A+ Australian wine tasting (Obama, Croke Park & all that)

Thankfully President Obama decided not to visit Croke Park on Monday, the venue for the annual A+ Australian Wine tasting. Had the American president wanted to poop the party, there would have been a lot of unhappy wine people ushered out the back door.

The crowd was made up of importers, retailers, restaurateurs, wine writers, and that band that groups pretty much all of us, ‘wine enthusiasts’. All were there to see the quality on show from the land down under, and as well as this we got a feel for the diversity, colour and character of the Australian wine community.

If you can imagine a large room with 29 or 30 tables (perhaps 6-10 wines per table) each showing a range of wines from different wineries and importers. The day began with the ‘silent zone’. The winemakers and importers had to leave the room and give the tasters some peace to work away themselves.
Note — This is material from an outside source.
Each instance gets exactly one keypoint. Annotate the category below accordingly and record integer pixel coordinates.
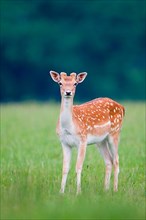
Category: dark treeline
(104, 38)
It was also nice because it wasn’t too busy at that stage.

Stand no. 25 was a focused table, ‘The Pinot Pulpit’. Fifteen Pinot Noir’s from across Australia, all to be tasted blind as the bottles, and thus the labels, were concealed. There was a tasting route called ‘The Riesling Trail’, taking the taster through 17 different Rieslings. I thought the highlight was the tutored tasting. There were in fact three tutored tastings which took place in a separate room during the afternoon.

I went to the Chardonnay tutored tasting presented by Bernard Hickin, Chief Winemaker at Jacob’s Creek. ‘The Changing Face of Australian Chardonnay’ was the headline title for the session. A class of around 30 enthusiasts tasted nine Chardonnay’s over the space of 45 minutes, with Bernard discussing each one and tying it in with the above title. Aussie Chardonnay is moving away from super-rich, opulent, textured styles and is now offering more restraint and layered complexity using a more delicate balance of older oak.

I was gutted to miss the last tutored tasting – ‘Barossa Through the Ages’, which included a 1980 Eden Valley Cabernet Shiraz, a 2004 Semillon, and two we’re very familiar with here, Glaetzer’s 2005 Amon-Ra and Langmeil’s 2004 Freedom Shiraz. I had to catch a plane and was worried “the beast” might have been holding up traffic. In actual fact it got stuck here for most of the afternoon, so I was fine for time. You can check out Dermot Nolan’s Barossa beauties post on that one. *Damn*

And I must say, going back to Semillon, one of the highlights of the tasting for me was Peter Lehmann’s 2001 Semillon. Seriously, I mean seriously, brilliant.